Key-Words / Index Term

Hadoop; Enormous Data; Efficient Indexing; Data Structure

References

[1] Raj, A. Kaur, K. ; Dutta, U. ; Sandeep, V.V. ; Rao, S. "Enhancement of Hadoop Clusters with Virtualization Using the Capacity Scheduler", Third International Conference on Services in Emerging Markets (ICSEM),Mysore, India, Dec 2012. Page(s): 50 - 57.
[2] Jiong Xie; Shu Yin ; Xiaojun Ruan ; Zhiyang Ding ; Yun Tian ; Majors, J. ; Manzanares, A. ; Xiao Qin. "Improving MapReduce performance through data placement in heterogeneous Hadoop clusters". IEEE International Symposium on Parallel & Distributed Processing, Workshops and Phd Forum (IPDPSW), Atlanta, GA, April, 2010. Page(s): 1 - 9.

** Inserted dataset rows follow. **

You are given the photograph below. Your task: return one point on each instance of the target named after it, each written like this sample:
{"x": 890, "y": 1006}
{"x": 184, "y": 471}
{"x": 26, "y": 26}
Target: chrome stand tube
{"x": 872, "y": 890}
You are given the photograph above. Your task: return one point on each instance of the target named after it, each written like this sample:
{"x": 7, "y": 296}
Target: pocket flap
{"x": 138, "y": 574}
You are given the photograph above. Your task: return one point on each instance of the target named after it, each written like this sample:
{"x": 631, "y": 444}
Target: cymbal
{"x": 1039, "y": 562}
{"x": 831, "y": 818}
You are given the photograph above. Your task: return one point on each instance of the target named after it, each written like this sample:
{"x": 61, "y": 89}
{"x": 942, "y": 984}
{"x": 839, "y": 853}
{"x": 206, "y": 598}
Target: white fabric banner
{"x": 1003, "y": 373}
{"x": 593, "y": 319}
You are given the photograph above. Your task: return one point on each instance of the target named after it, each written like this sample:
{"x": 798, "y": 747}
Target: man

[3] Kala Karun, A ; Chitharanjan, K ; "A review on hadoop — HDFS infrastructure extensions ", IEEE Conference on Information & Communication Technologies (ICT), JeJu Island, April 2013. Page(s): 132 - 137.
[4] Richard Mccreadie ; Craig Macdonald ; Iadh Ounis; "MapReduce indexing strategies: Studying scalability and efficiency". International Journal of Information Processing and Management. Volume 48 Issue 5, September, 2012. Pages: 873-888.

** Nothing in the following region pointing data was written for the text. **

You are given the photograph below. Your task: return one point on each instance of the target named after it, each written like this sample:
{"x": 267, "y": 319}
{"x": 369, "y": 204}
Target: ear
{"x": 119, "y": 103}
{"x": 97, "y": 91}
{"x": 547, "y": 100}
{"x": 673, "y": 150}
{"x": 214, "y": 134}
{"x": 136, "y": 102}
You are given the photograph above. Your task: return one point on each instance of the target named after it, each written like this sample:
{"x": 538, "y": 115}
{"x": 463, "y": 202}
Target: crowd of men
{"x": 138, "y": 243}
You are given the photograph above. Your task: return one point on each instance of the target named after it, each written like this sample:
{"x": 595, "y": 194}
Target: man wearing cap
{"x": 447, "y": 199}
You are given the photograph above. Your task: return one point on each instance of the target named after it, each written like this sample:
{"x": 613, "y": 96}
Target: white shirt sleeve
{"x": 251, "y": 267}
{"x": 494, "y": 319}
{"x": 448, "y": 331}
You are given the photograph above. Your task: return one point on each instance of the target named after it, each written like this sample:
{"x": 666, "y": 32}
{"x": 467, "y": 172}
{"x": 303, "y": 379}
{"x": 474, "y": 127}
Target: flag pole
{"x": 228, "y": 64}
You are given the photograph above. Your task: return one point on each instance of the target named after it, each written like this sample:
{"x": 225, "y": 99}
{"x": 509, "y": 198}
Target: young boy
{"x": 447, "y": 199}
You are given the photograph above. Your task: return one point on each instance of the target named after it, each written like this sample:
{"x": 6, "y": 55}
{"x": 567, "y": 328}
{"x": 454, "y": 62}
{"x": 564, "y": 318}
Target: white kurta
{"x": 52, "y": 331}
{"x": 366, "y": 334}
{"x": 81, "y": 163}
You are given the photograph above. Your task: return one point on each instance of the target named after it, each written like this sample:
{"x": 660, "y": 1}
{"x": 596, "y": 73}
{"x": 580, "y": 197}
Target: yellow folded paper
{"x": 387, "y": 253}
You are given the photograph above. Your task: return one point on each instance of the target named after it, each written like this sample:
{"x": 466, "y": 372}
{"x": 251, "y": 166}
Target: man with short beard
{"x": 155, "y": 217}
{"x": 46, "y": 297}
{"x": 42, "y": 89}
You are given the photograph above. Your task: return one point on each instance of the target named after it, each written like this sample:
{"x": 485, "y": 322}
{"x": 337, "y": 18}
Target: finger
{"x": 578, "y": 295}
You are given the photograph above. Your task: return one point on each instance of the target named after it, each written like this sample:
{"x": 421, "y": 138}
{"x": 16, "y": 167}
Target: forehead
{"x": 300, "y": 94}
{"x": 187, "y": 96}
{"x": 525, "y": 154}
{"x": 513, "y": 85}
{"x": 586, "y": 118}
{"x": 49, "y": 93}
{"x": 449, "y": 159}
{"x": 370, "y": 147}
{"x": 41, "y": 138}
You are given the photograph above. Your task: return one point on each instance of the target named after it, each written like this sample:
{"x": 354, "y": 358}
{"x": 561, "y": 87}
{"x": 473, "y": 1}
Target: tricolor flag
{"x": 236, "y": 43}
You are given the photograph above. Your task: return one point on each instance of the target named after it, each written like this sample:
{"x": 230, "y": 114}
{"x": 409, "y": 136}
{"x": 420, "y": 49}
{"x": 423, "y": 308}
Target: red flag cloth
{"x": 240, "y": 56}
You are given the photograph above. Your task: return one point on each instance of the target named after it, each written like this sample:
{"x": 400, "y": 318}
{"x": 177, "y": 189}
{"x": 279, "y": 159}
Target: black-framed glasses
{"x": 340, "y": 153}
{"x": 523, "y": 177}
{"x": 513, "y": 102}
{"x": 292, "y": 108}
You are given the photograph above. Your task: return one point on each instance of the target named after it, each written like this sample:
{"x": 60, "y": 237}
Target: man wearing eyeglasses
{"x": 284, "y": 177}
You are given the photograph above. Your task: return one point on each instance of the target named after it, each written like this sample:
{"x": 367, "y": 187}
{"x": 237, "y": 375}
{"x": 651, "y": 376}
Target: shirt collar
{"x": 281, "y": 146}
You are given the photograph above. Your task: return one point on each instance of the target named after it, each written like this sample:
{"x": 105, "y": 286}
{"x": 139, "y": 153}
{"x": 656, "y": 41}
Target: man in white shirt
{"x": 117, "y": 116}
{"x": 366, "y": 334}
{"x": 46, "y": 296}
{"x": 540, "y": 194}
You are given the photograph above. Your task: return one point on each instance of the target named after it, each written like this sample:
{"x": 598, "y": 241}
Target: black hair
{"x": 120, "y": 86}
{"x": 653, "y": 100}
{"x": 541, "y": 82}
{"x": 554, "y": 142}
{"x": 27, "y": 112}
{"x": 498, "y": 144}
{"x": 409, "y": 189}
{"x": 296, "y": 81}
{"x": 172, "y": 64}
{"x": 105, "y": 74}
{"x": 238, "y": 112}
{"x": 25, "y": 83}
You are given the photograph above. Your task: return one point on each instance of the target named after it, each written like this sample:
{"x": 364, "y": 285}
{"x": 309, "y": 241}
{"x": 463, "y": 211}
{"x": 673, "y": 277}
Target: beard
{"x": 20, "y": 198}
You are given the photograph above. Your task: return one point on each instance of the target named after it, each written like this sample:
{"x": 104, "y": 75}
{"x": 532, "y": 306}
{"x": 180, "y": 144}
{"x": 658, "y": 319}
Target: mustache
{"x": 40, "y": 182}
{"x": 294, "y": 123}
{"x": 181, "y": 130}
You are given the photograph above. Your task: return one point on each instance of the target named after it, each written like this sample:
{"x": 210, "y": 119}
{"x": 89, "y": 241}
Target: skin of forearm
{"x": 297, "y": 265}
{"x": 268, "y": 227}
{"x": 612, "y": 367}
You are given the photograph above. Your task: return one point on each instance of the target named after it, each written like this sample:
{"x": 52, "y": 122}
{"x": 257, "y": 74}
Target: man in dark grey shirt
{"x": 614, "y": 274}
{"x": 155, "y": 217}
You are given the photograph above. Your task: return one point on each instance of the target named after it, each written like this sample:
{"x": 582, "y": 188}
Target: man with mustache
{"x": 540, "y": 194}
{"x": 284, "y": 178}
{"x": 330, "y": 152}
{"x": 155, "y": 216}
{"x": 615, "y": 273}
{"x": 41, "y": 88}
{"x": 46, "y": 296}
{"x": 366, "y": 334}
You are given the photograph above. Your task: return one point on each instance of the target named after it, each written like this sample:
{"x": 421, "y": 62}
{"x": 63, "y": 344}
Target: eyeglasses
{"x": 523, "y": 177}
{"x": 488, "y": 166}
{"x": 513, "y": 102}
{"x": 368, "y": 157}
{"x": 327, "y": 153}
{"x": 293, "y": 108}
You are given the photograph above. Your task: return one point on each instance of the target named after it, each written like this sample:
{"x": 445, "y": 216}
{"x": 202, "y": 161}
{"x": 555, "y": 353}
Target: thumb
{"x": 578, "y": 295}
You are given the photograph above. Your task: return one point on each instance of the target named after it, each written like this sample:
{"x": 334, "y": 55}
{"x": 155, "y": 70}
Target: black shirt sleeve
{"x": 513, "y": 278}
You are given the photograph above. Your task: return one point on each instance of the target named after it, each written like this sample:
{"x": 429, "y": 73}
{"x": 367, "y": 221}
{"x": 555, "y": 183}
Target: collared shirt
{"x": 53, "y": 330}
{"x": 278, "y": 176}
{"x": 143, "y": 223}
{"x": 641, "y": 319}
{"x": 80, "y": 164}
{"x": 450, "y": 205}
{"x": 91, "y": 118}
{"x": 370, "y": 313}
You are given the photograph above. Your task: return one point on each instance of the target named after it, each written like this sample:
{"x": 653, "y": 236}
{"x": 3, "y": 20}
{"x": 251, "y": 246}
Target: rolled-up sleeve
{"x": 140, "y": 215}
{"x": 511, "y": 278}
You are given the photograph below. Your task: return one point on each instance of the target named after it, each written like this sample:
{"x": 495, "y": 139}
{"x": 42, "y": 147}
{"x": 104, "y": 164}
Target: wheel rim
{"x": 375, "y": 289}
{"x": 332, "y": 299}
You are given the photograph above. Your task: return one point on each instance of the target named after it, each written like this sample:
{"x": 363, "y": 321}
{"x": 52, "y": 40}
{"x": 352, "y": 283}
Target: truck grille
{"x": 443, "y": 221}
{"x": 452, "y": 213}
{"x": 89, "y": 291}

[5] Apache Hadoop, Hadoop, HDFS, Avro, Cassandra, Chukwa, HBase, Hive, Mahout, Pig, Zookeeper are trademarks of the Apache Software Foundation. http://www.hadoop.apache.org/ Last Published: 10/16/2013
[6] Barry Wilkinson; Michael Allen; “Parallel Programming: Techniques and Applications Using Networked Workstations and Parallel Computers” (2nd Edition). Publication Date: March 14, 2004,
[7] Gal Lavee ; Ronny Lempel ; Edo Liberty ; Oren Somekh ; " Inverted index compression via online document routing" Published in: WWW '11 Proceedings of the 20th international conference on World Wide Web. Pages 487-496.
[8] Guanghui Xu; Feng Xu; Hongxu Ma; "Deploying and researching Hadoop in virtual machines". Published in: IEEE International Conference on Automation and Logistics (ICAL), Zhengzhou, Aug. 2012. Page(s): 395 - 399.
[9] Shvachko, K.; Hairong Kuang ; Radia, S. ; Chansler, R. " The Hadoop Distributed File System". Published in: IEEE 26th Symposium on Mass Storage Systems and Technologies (MSST), Incline Village, NV, May 2010. Page(s): 1 - 10.
[10] Ishii, M.; Jungkyu Han; Makino, H; "Design and performance evaluation for Hadoop clusters on virtualized environment" Published in: International Conference on Information Networking (ICOIN), Bangkok, Jan. 2013. Page(s): 244 - 249.